No matter how private you may think it is, it's not. If someone feels they want to spend their time screwing with you by sending emails to random addresses at your domain they can and will. They don't have to figure anything out or hack anyone's email database.


----------



## dpeters11 (May 30, 2007)

"RunnerFL" said:


> It's not serious. If you were actually an "IT Professional" you'd know how spam attacks take place. They don't have to find your email address, they just send out emails to random names, most of which don't even make sense.
> 
> Not to mention if you were an "IT Professional" you wouldn't use Exchange.

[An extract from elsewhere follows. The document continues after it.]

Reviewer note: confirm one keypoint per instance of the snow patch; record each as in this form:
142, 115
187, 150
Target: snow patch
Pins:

Hey now, at least its not Lotus Notes or Groupwise 

Besides, so many companies use Exchange, it's good to know.


----------



## Hoosier205 (Sep 3, 2007)

dpeters11 said:


> Hey now, at least its not Lotus Notes or Groupwise
> 
> *Besides, so many companies use Exchange, it's good to know.*


Many governments use Exchange as well.


----------



## dpeters11 (May 30, 2007)

True.

And on email, there honestly is no value to hacking an email database. There is no point. Credit card info etc sure. But email addresses are pretty worthless I'd think.


----------



## wilbur_the_goose (Aug 16, 2006)

dpeters11 - you're right, with one exception. Russian spam engines that send ads for corrupt internet pharmacies. Check out Krebs On Security for details.


----------



## dpeters11 (May 30, 2007)

But is there any point to hacking into a system to harvest emails? Just seems like that's doing it the hard way, unless you're going after more than just email addresses.


----------



## mitchinpa (Aug 28, 2007)

There are plenty of programs out there that will send random email to accounts. If the program does not get a failure message from the host domain, it knows it has a valid email address, and those email addresses are then sold. Been going on for years.....


----------



## Chaos (Apr 24, 2002)

Standard dictionary attack. Spammers do it all the time. Nothing to see here.


----------



## harsh (Jun 15, 2003)

Hoosier205 said:


> Many governments use Exchange as well.


And we should all pattern our operations after those used in governments?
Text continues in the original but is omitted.